By The Edge Of The River After Dusk
For Jim C. You always arrive alone in the thought-transforming hour after dusk: the time of day that unseen flocks of geese ride on, when they leave for distant lakes. You can hear their cacophonous chatter above the thick cloud-line of trees, and think of boats sailing for ports that no one you know has ever seen. And nearer still are the disembodied voices of those who came to try and then turned away — their shouting fills the absent spaces in their lives like unfingered clay on the world-spinning wheel. You know these voices well, being undressed from your own dream of substance in fists and in tongues. Now these voices die away too and your aloneness swells to the size of the evening and seeks the inviting spaces between the trees — so everything is filled. And you remember how you came here on the well-marked path that ran from the town to the grove. You remember it clearly in your mind when you look down and see nothing but grass, dead leaves, and small stones. The wandering vines have swallowed your feet like the spreading of sleep. But the swirl of the stream nearby is a sound you can keep in your mind like a soul plucked harp. And the white eyes of the water where it meets the old dam is your sight. While somewhere just beyond the opposite side of the creek — awaits your other life.
Coming Into The Clearing
The vista opens before you like the sudden swoop of a jay in the forest reminds the dreamer that everything is variations of sound and light, and starts to watch the play of green on green.

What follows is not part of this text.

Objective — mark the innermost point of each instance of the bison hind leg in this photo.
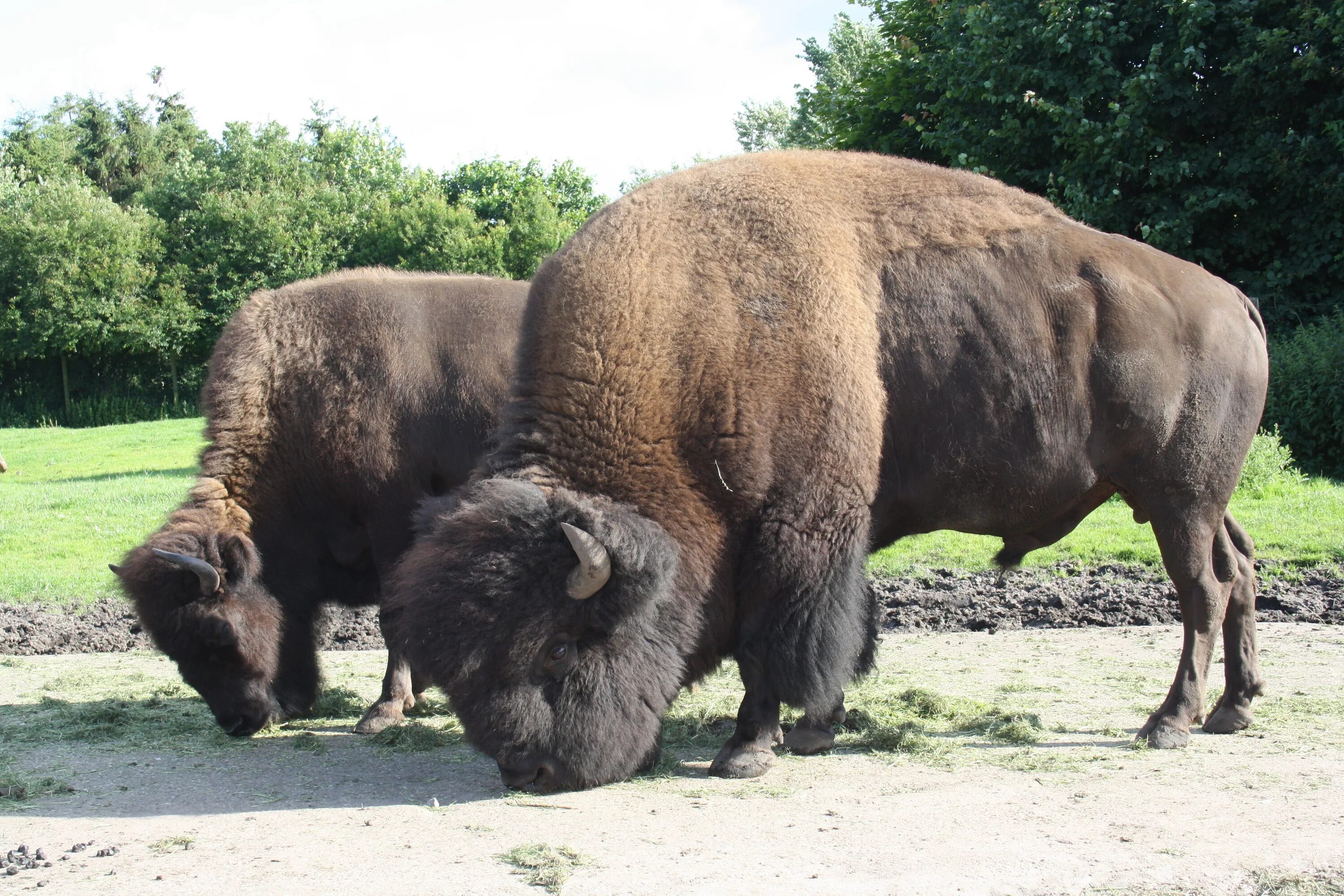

While the howl of the wolf in the distance is rising through a sorrowful sky for the deaths of everything you see. You know that his cry awakens the feelings you are unable to say in words — this shy poet of the wind. But you wonder if you have left something behind on the trail — an astute perception, a far-reaching plan. You want to look back, but your eyes are already filling with the shadows the sun makes, sinking behind a layer of clouds at the placid end of the day. When all the sparrows have ceased to fly, but gather in trees and wait for the dusk to arrive like oblong silhouettes of stones. And you remember the song that is playing somewhere just behind the smooth brow of your head. And to your left is the child who is never there when you look. He is speaking quietly to himself — perhaps reciting the lines of a book you loved to read aloud, but have forgotten the name. When you turn around, all you can see are his lips.